Bonjour, pouvez-vous vous présenter ?

Je m’appelle Jean Zeid, je suis commissaire d’exposition ici à la Citée du Design de Saint-Etienne, expo qui s’appelle Design-moi un jeu vidéo.

D’où vient l’inspiration pour cette exposition ?

Ce qui m’a inspiré l’exposition est une grande frustration. Frustration de voir que le jeu vidéo fait partie des divertissements les plus populaires au monde, en France et à Saint-Etienne et de voir qu’il est si malmené ou si peu montré et si peu connu finalement du grand public. On expose assez peu la manière dont on conçoit les jeux et ça a fait naître une grande frustration.
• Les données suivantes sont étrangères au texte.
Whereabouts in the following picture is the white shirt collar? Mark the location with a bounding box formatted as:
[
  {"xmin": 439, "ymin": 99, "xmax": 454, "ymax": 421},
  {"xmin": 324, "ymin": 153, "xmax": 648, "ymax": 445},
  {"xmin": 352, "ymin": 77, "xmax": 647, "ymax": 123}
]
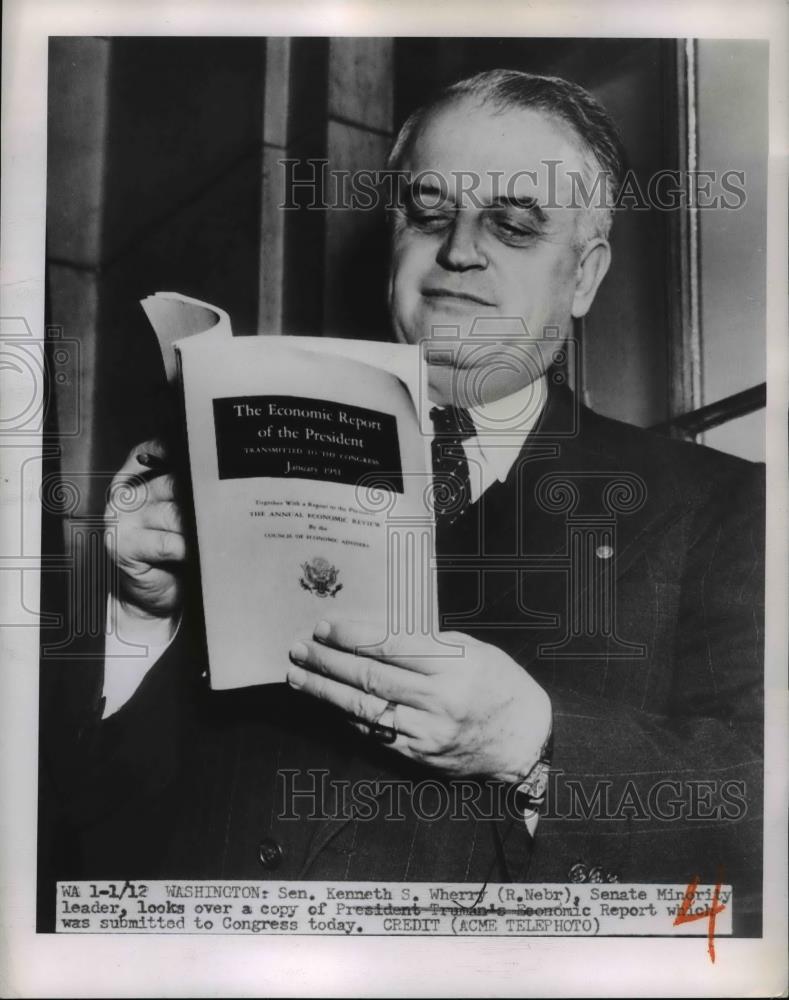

Quand la cité du design m’a appelé pour me dire « tiens on pense à une exposition de jeu vidéo, on a vu celle d’il y a deux ans sur Paris, à la fondation EDF qui était dédiée à l’histoire du jeu vidéo, est-ce que ça te dirait de faire la même chose à Saint-Etienne ? ». J’ai dit oui évidemment mais pas sur l’histoire du jeu vidéo, puisque nous sommes à la cité du design faisons quelque chose sur le Game Design, sur la conception de jeu mais une exposition complète, c’est-à-dire qui se veut complète et qui veut dévoiler les coulisses de ce divertissement qu’on aime tant.

Parmi votre exposition se trouve un espace dédié au jeu indépendant en partenariat avec l’école de design de Saint-Etienne. Avez-vous réalisé d'autres projets avec eux pour cette exposition ?

Non, déjà on a discuté pour savoir comment l’intégrer et s’il fallait l’intégrer, la réponse a été évidemment oui. Parce que cette génération indépendante, cette nouvelle génération du jeu indépendant est absolument incroyable de vitalité et de créativité en termes de Game Design et de conception. Le jeu mainstream, les jeux à gros budgets se sont largement servis de ces innovations là et ont évidemment regardé.

Maintenant, un peu comme l’art et essai au cinéma, ça a vraiment créé un vivier d’idées pour les autres et pour les jeux vidéo indés aussi. Ils sont peut-être un peu trop florissant, c’est difficile d’y retrouver ses petits mais je trouve que la vitalité est incroyable. Et puis finalement si on a envie de faire un jeu vidéo on peut se lancer, voilà on se lance. On peut chuter, c’est pas grave, on peut ne pas réussir mais le jeu vidéo permet désormais cette aventure-là, on peut se l'offrir. Je trouve ça vraiment intéressant de pouvoir l’intégrer à la visite.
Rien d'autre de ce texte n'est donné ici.